Alex Kershaw – 3 films made between 2005 and 2009

9 June – 9 August 2009

Gallery Two FlatScreen

Tuesday – Sunday 11am – 5pm

Alex Kershaw is based in Sydney and works with video and photography to generate unexpected relationships between people and their terrain. Often spending extended periods researching locations and characters, Kershaw’s quiet activism blurs the boundaries between everyday activity and devised performance as ordinary people become involved in the work.

A Lake Without Water, 2005/06
43’ 23” single screen version
9 June – 28 June

Director & Producer – Alex Kershaw
Creative Collaborator – Scott Otto Anderson
Sound Designer – Gail Priest

A Lake without Water began on Weereewa, a dry lake in the Southern NSW Tablelands, Australia. The project became a vehicle of exchange, creating new ways of being with people that live and work around the lake. In this single screen version, Weereewa becomes a theatre where the artist utilises the dry lake as a stage, instigating acts that operate as circuit breakers within the daily routines of work in and around the site. The Surveyors, auctioneers and farmers usually responsible for reducing the landscape to the exchangeable, symbolic forms of legalities, maps and currency, are recast as slapstick performers of ludic monologues and uncanny actions.

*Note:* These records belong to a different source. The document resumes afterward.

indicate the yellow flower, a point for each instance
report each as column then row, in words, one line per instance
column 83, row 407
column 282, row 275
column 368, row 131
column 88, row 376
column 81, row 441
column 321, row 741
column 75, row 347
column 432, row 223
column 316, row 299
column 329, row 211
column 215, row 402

One of Several Centres, 2007/08
32’ 04” single screen version
30 June – 19 July

Kershaw extends his practice in One of Several Centres, generating performative interactions between the people who live and holiday within Alice Springs through playful interventions which are intended to shift people’s routines and the expectations surrounding the town.

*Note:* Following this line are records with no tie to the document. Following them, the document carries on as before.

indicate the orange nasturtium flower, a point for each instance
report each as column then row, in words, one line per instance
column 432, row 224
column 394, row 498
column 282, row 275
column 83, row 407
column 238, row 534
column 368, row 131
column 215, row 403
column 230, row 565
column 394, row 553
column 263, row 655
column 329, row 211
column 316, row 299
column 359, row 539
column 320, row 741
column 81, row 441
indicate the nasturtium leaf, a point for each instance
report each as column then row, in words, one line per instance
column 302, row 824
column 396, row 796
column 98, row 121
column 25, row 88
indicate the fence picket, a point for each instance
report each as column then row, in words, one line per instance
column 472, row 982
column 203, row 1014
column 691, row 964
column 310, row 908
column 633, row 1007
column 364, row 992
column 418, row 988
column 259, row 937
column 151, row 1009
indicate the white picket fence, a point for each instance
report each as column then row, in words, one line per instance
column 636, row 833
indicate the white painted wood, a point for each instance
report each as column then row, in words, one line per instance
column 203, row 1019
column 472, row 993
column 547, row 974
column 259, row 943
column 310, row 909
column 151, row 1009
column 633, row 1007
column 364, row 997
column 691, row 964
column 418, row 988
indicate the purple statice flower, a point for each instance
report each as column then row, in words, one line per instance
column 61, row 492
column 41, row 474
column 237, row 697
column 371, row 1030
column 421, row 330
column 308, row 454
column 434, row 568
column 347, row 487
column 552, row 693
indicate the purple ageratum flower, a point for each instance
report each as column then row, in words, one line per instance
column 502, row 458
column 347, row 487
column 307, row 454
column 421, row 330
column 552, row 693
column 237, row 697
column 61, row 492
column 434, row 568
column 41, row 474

Still from One of Several Centres

Phi Ta Khon Project, 2008/09
17’ 33” single screen version
21 July – 9 August

In 2008 Kershaw travelled to Dansai, a small town in Loei Province of Northern Thailand and worked with the local council and community during their annual Phi Ta Khan festival. Translated as ‘ghosts follow people’, Phi Ta Khon combines animist, Brahmin and Buddhist traditions to articulate bonds between the dead and the living, between sexual and agricultural fertility and between the community and their spirit-infested natural world.

The Phi Ta Khon Project, orchestrates a series of displacements in the spirit of Magic Realism, weaving harvest landscapes and documents of the festival with choreographed sequences in which local farmers, food vendors and council employees are the actors and challenging traditional roles and meanings.

Programmed all the year round with new or seminal work from artists working with moving image, FlatScreen is the digital plane in Gallery Two that allows us to move fast and react to new possibilities.